Sorting Algorithms — Basics

Disclaimer: Most of the content below will be cited. If any sentence is not cited, I want to clarify that this article is only for knowledge purpose and I will not be earning any money from it.

Related Story : Sorting Algorithms- Properties/Pros/Cons/Comparisons

Loop Invariant

It is relationship between variables in your program which holds true just before the loop is ever run (referred as establishing the invariant) and is true again at the bottom of the loop (referred as maintaining the invariant)

Stable sorting algorithms:

A sorting algorithm is said to be stable if two objects with equal keys appear in the same order in sorted output as they appear in the input array to be sorted.

  • Sorting “straw” and “spork”, w.r.t 1st character:

With Stable Sort, the Second character remain same (st will come before sp as result) i.e. when sorting with respect to 1st character ”straw” will come before “spork”.

  • Stability is mainly important when we have key value pairs with duplicate keys possible (like people names as keys and their details as values). And we wish to sort these objects by keys

Example

Insertion, Radix Sort, Counting Sort, Merge sort (is one of the most powerful sorting algorithms)

  • Insertion is Stable : If 2 elements in array are at duplicate, their position will not interchange. Only numbers larger will be considered

Running Time:

  • The running time of an algorithm on a particular input is the number of primitive operations or “steps” executed
  • The running time of the algorithm is the sum of running times for each statement executed
    linear function of n : an + b
    quadratic function of n : an² + bn + c

Different Sorting Algorithms:

Insertion Sort Algorithm

  • Bringing all sorted element to left | Unsorted/pending remains on right | e.g.: Sorting via Hand
  • 2 Subsets : LEFT -> Sorted ; RIGHT -> Unsorted subset. In the end, unsorted subset becomes empty
  • During i-th iteration, we insert A[i] into the sorted sequence A[1..i-1]
  • Insertion sort is an efficient algorithm for sorting a small number of elements
  • INSERTION-SORT can take different amounts of time to sort two input sequences of the same size depending on how nearly sorted they already are.
  • In INSERTION-SORT, the best case occurs if the array is already sorted.
  • If the array is in reverse sorted order i.e in decreasing order, INSERTION-SORT gives the worst case results.
  • Average Case: When half the elements are sorted while half not
  • The running time of insertion sort therefore belongs to both Ω(n) and O(n²)

Inversion

  • Inversion count is max when array is reverse sorted
  • It is least i.e. 0 when array is already sorted in increasing order

Divide and Conquer

  • Divide the problem into a number of sub-problems that are smaller instances of the same problem.
  • Conquer the sub-problems by solving them recursively. If the sub-problem sizes are small enough, however, just solve the sub-problems in a straightforward manner.
  • Combine the solutions to the sub-problems into the solution for the original problem.

Merge Sort

Divide: The divide step just computes the middle of the subarray, which takes constant time. Thus, D(n) = Θ(1).
Conquer: We recursively solve two subproblems, each of size n=2, which contributes 2T(n/2) to the running time.
Combine: We have already noted that the MERGE procedure on an n-element subarray takes time Θ(n), and so Combine(n)=Θ(n).

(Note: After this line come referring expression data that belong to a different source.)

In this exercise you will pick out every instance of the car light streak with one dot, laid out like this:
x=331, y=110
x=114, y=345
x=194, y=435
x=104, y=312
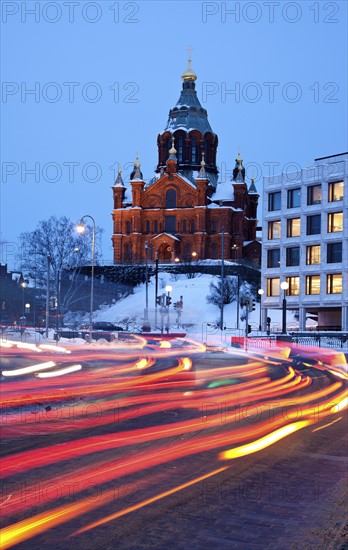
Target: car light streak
x=60, y=372
x=155, y=405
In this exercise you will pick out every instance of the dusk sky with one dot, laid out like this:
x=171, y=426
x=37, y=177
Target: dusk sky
x=272, y=76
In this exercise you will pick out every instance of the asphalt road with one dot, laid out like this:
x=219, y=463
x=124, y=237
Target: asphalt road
x=291, y=494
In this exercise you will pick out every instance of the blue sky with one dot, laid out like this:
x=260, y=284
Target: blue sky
x=107, y=73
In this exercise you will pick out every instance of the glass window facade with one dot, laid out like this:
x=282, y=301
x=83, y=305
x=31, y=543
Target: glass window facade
x=334, y=283
x=314, y=194
x=294, y=197
x=314, y=224
x=274, y=201
x=313, y=254
x=273, y=286
x=336, y=191
x=335, y=222
x=293, y=227
x=334, y=253
x=274, y=230
x=313, y=284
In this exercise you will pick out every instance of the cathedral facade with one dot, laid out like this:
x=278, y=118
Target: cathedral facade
x=184, y=213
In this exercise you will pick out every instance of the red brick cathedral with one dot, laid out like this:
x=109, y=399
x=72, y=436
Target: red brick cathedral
x=182, y=213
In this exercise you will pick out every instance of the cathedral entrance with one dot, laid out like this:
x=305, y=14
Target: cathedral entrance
x=165, y=253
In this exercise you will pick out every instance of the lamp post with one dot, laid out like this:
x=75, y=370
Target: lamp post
x=260, y=292
x=81, y=228
x=146, y=327
x=284, y=286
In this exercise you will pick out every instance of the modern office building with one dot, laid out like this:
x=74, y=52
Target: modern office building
x=305, y=243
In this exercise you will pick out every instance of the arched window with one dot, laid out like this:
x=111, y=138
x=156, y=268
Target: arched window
x=171, y=198
x=194, y=150
x=180, y=148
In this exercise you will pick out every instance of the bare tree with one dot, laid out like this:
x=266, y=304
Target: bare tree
x=55, y=242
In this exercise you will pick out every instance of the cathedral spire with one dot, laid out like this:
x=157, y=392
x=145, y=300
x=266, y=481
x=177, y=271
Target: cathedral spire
x=189, y=74
x=136, y=172
x=119, y=180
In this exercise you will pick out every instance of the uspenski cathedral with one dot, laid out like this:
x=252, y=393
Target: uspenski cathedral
x=183, y=212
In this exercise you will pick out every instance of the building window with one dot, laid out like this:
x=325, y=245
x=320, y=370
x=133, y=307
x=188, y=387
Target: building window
x=273, y=257
x=335, y=222
x=294, y=197
x=334, y=283
x=314, y=224
x=294, y=286
x=314, y=194
x=187, y=252
x=171, y=198
x=293, y=256
x=274, y=230
x=170, y=224
x=293, y=227
x=336, y=191
x=180, y=148
x=273, y=286
x=334, y=253
x=274, y=201
x=313, y=254
x=313, y=284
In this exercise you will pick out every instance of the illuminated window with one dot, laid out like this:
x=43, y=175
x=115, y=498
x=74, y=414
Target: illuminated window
x=171, y=198
x=336, y=191
x=293, y=256
x=293, y=227
x=335, y=222
x=314, y=224
x=313, y=284
x=334, y=283
x=294, y=286
x=314, y=194
x=273, y=286
x=273, y=257
x=294, y=197
x=334, y=253
x=313, y=254
x=274, y=230
x=274, y=201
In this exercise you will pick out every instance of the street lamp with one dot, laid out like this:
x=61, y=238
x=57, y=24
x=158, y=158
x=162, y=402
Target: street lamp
x=260, y=292
x=284, y=286
x=81, y=228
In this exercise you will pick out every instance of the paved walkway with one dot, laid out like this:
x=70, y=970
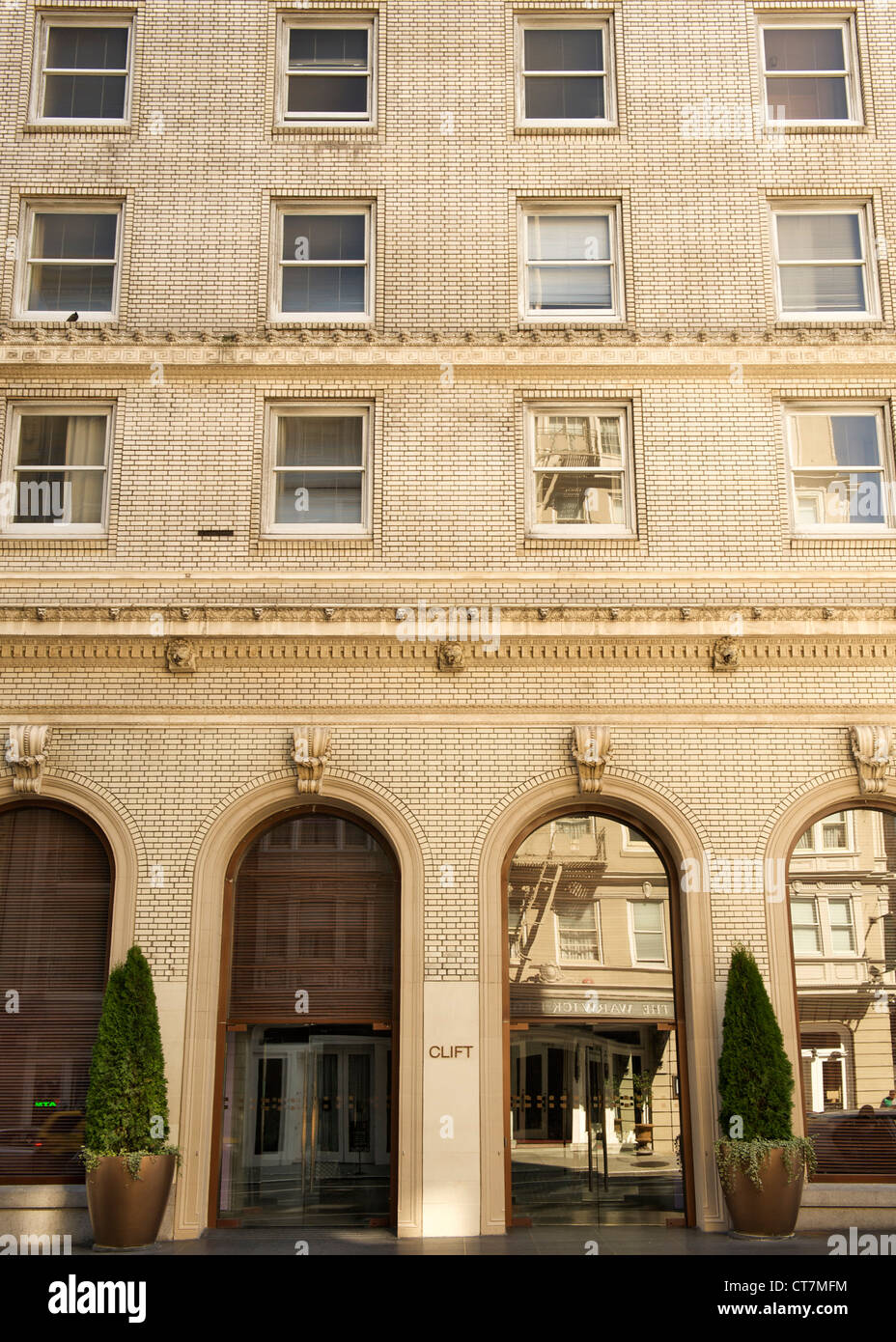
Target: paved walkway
x=568, y=1241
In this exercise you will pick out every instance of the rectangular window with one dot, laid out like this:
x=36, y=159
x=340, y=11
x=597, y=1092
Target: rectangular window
x=806, y=933
x=323, y=264
x=571, y=265
x=648, y=932
x=823, y=264
x=57, y=471
x=83, y=70
x=809, y=70
x=843, y=937
x=71, y=264
x=579, y=472
x=840, y=470
x=327, y=71
x=318, y=477
x=564, y=75
x=577, y=935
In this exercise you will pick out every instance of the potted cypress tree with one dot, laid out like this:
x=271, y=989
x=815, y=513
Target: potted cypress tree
x=126, y=1155
x=761, y=1162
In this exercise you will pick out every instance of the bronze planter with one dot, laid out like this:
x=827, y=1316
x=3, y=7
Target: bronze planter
x=770, y=1211
x=126, y=1212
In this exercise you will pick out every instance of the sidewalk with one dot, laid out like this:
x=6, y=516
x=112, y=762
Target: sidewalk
x=636, y=1241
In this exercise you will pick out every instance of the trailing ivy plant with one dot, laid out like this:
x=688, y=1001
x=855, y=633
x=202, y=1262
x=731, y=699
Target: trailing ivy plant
x=126, y=1111
x=755, y=1083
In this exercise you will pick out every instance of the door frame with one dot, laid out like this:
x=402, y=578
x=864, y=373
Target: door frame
x=227, y=1024
x=612, y=809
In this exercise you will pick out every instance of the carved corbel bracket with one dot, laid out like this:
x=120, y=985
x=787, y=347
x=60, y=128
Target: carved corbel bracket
x=310, y=746
x=26, y=756
x=874, y=753
x=590, y=750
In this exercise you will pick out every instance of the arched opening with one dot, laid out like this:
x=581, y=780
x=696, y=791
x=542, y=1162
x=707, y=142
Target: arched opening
x=55, y=905
x=306, y=1129
x=841, y=880
x=596, y=1069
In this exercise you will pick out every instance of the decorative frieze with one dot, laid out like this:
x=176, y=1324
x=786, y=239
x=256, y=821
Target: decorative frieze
x=26, y=754
x=874, y=753
x=590, y=750
x=310, y=754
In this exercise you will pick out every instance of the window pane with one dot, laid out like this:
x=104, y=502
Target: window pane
x=834, y=440
x=569, y=238
x=86, y=97
x=819, y=237
x=59, y=496
x=323, y=238
x=578, y=440
x=322, y=94
x=803, y=48
x=564, y=48
x=62, y=440
x=74, y=237
x=554, y=98
x=71, y=288
x=330, y=496
x=809, y=99
x=823, y=289
x=323, y=289
x=648, y=915
x=86, y=48
x=320, y=440
x=571, y=288
x=337, y=47
x=595, y=499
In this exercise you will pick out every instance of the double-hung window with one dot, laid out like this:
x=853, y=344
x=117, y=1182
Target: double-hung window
x=647, y=929
x=579, y=470
x=70, y=262
x=841, y=475
x=323, y=264
x=327, y=71
x=823, y=264
x=318, y=478
x=809, y=71
x=57, y=471
x=564, y=72
x=571, y=262
x=82, y=70
x=577, y=932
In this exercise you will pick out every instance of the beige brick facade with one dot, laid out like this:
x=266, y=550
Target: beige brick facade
x=619, y=630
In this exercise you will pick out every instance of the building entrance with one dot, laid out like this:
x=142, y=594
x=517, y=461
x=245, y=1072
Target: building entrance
x=305, y=1055
x=596, y=1073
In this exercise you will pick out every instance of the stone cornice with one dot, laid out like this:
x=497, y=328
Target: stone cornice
x=535, y=351
x=210, y=654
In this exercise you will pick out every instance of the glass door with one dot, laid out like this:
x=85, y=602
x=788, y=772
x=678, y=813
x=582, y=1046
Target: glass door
x=306, y=1126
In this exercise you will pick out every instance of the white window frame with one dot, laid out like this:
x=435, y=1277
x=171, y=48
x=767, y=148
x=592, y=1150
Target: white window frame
x=327, y=19
x=847, y=24
x=305, y=409
x=612, y=210
x=573, y=530
x=75, y=19
x=821, y=902
x=298, y=207
x=647, y=964
x=599, y=942
x=865, y=233
x=30, y=210
x=814, y=851
x=572, y=20
x=55, y=530
x=850, y=530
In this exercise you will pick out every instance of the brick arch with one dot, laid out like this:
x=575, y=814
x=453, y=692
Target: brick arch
x=213, y=846
x=123, y=833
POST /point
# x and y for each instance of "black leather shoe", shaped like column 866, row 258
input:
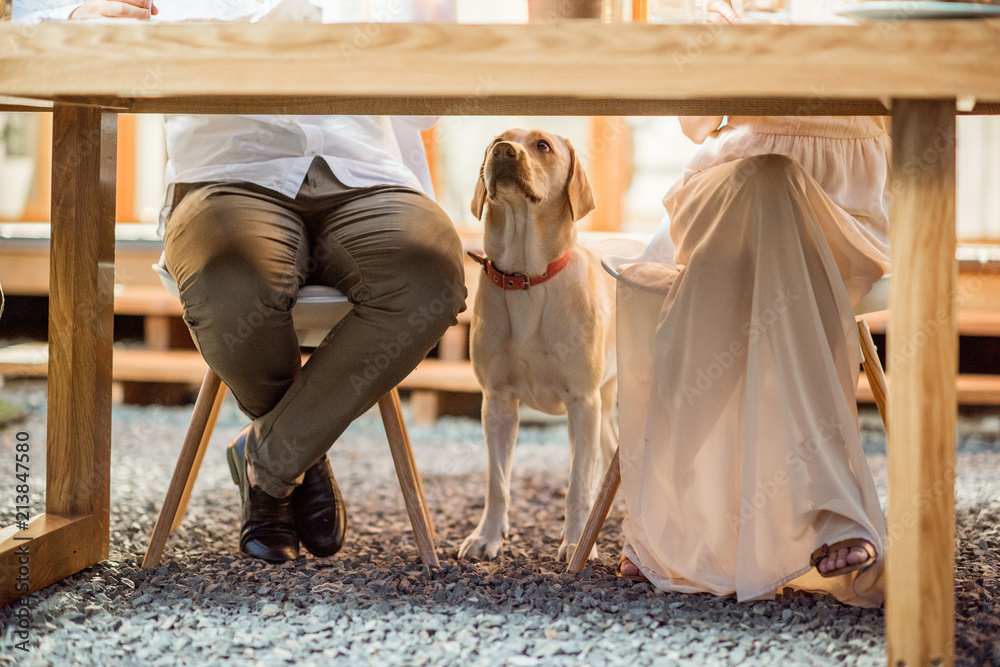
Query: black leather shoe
column 320, row 514
column 268, row 530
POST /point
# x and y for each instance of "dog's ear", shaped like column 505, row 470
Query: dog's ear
column 479, row 197
column 578, row 190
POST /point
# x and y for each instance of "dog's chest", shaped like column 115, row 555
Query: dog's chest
column 534, row 348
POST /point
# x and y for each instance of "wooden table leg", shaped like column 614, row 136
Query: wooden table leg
column 74, row 531
column 923, row 361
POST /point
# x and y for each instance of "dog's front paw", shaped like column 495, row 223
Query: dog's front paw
column 479, row 545
column 567, row 549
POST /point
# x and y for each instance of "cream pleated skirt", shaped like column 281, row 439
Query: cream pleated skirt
column 739, row 356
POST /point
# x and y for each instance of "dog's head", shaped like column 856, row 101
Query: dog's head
column 536, row 166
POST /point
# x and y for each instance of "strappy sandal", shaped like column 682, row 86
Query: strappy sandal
column 825, row 550
column 638, row 578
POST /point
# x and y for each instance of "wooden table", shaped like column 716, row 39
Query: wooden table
column 92, row 72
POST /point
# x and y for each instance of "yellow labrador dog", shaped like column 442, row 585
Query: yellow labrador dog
column 543, row 325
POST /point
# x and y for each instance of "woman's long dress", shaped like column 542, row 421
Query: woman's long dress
column 739, row 357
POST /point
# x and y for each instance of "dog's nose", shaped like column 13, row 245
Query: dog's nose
column 504, row 150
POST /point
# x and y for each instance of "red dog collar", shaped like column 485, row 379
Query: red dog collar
column 519, row 281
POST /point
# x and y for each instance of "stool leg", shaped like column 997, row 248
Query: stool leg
column 598, row 513
column 874, row 372
column 195, row 439
column 409, row 479
column 213, row 416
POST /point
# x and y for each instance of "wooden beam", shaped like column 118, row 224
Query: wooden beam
column 923, row 361
column 491, row 104
column 81, row 286
column 584, row 59
column 57, row 547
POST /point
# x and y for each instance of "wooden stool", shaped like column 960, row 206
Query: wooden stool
column 316, row 311
column 876, row 299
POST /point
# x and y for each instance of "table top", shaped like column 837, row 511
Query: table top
column 571, row 67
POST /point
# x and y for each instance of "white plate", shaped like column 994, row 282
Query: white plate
column 895, row 10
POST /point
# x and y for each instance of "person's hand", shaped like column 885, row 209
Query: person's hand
column 117, row 9
column 721, row 11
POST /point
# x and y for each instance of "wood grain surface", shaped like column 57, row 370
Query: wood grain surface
column 576, row 60
column 923, row 361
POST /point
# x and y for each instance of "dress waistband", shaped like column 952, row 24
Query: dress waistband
column 826, row 127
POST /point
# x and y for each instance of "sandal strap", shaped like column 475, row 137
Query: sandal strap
column 852, row 543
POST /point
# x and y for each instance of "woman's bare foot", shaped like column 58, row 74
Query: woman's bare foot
column 628, row 570
column 846, row 559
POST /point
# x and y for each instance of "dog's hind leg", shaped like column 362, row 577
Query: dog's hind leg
column 584, row 451
column 609, row 423
column 500, row 421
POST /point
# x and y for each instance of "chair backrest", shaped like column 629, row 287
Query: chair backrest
column 877, row 298
column 316, row 311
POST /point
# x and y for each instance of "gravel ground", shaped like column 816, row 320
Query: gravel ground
column 374, row 604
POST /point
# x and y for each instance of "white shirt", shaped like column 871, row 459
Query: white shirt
column 273, row 151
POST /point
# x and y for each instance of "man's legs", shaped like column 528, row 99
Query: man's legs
column 397, row 257
column 239, row 254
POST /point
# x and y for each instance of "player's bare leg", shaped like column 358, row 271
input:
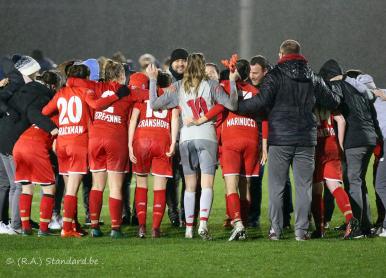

  • Merge Sort is a comparison based sort algorithm.
  • It is stable sorting algorithm
  • Merge sort is preferred for linked list over arrays.
  • MERGE Algorithm : Mergeing L[1 .. n1 + 1] and R[1 .. n2 + 1] via sorting => 0(n) Time Complexity
  • Select the smallest value from the front of each list (excluding values already in the sorted array)
  • When one list becomes empty, copy all values from the remaining array into the sorted array
  • Merge Sort’s running time is Ω(n log n) in the best-case, O(n log n) in the worst-case, and Θ(n log n) in the average-case (when all permutations are equally likely).
  • The space complexity of Merge sort is O(n). This means that this algorithm takes a lot of space and may slower down operations for the last data sets.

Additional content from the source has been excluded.